Les fluctuations entre les pays européens sont étonnantes. En matière de viande bovine, l'Autriche (14,2 kilos de CO2) et les Pays-Bas (17,4 kilos) obtiennent le meilleur résultat par kilo produit. Selon le JRC, si tous les pays européens prenaient des mesures, la moyenne diminuerait à court terme à raison de 15 à 19 %.

J'aimerais obtenir une réponse aux questions suivantes :

1) Quelles mesures le gouvernement fédéral prend-il pour réduire les émissions du bétail ?

2) Ces mesures ont-elles été débattues avec les ministres régionaux ?

3) Des accords ont-ils déjà été conclus à ce sujet à l'échelon européen ?

4) Quels sont les objectifs de notre gouvernement quant à la réduction de ces gaz à effet de serre ? Quelles méthodes utilisera-t-on pour atteindre ces objectifs et dans quel délai ?

Réponse reçue le 18 mai 2011 :

J'informe l'honorable membre que cette question relève des attributions du ministre du Climat et de l'Énergie, Monsieur Paul Magnette.

Pour parfaire votre information, je vous indique cependant que le règlement EU n° 1831/2003 relatif aux additifs destinés à l’alimentation des animaux, permet d'autoriser au niveau communautaire des additifs qui ont un effet positif sur les conséquences environnementales de la production animale.

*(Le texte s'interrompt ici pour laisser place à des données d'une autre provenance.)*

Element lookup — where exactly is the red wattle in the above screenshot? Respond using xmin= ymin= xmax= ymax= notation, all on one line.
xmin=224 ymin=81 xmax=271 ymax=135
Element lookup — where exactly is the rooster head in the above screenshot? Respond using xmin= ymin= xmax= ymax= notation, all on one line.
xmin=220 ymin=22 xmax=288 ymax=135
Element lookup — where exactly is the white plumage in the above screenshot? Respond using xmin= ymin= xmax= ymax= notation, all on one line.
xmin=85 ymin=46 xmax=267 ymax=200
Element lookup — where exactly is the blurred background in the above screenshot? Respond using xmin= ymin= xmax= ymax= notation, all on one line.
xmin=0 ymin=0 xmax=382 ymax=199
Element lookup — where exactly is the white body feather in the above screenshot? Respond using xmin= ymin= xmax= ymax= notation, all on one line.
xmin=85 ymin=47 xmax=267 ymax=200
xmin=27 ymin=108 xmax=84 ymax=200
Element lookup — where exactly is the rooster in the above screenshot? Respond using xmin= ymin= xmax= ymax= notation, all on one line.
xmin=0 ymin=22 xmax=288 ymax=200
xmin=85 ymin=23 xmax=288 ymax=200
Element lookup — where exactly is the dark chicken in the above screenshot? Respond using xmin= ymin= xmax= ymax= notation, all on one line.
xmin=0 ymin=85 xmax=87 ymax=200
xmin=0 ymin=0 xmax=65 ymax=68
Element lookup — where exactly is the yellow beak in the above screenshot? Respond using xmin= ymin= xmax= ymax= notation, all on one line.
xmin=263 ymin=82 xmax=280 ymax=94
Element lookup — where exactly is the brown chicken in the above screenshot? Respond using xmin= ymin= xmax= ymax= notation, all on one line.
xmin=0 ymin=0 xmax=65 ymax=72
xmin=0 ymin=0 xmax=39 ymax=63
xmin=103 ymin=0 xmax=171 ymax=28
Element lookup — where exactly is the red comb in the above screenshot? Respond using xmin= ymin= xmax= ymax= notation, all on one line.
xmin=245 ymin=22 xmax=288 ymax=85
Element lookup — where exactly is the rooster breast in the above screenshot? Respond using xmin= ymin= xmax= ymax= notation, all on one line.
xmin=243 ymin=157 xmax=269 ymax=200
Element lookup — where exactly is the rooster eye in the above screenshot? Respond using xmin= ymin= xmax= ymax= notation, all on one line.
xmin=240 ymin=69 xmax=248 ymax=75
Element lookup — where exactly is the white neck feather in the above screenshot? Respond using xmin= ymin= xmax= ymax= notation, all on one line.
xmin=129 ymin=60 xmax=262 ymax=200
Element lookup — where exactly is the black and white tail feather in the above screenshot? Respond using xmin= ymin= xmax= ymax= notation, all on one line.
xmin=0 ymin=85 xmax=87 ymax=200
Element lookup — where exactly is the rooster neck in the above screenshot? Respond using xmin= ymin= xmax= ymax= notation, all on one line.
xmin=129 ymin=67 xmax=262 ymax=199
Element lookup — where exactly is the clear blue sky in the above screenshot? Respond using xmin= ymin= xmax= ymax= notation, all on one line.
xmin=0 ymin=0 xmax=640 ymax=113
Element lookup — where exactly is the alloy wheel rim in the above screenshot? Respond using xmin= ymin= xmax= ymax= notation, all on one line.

La diminution de la formation de gaz méthane généré par les bovins est un bon exemple dans ce contexte. Néanmoins, actuellement aucun additif n’est spécifiquement enregistré pour cet objectif.

Au niveau fédéral, le Service Public Fédéral (SPF) Santé publique (DG 4) participe aux négociations dans les groupes de travail de l'Union européenne où on fixe les conditions d’utilisation des additifs. L'Agence fédérale pour la sécurité de la chaîne alimentaire (AFSCA), via ses contrôles, veille au respect par les opérateurs.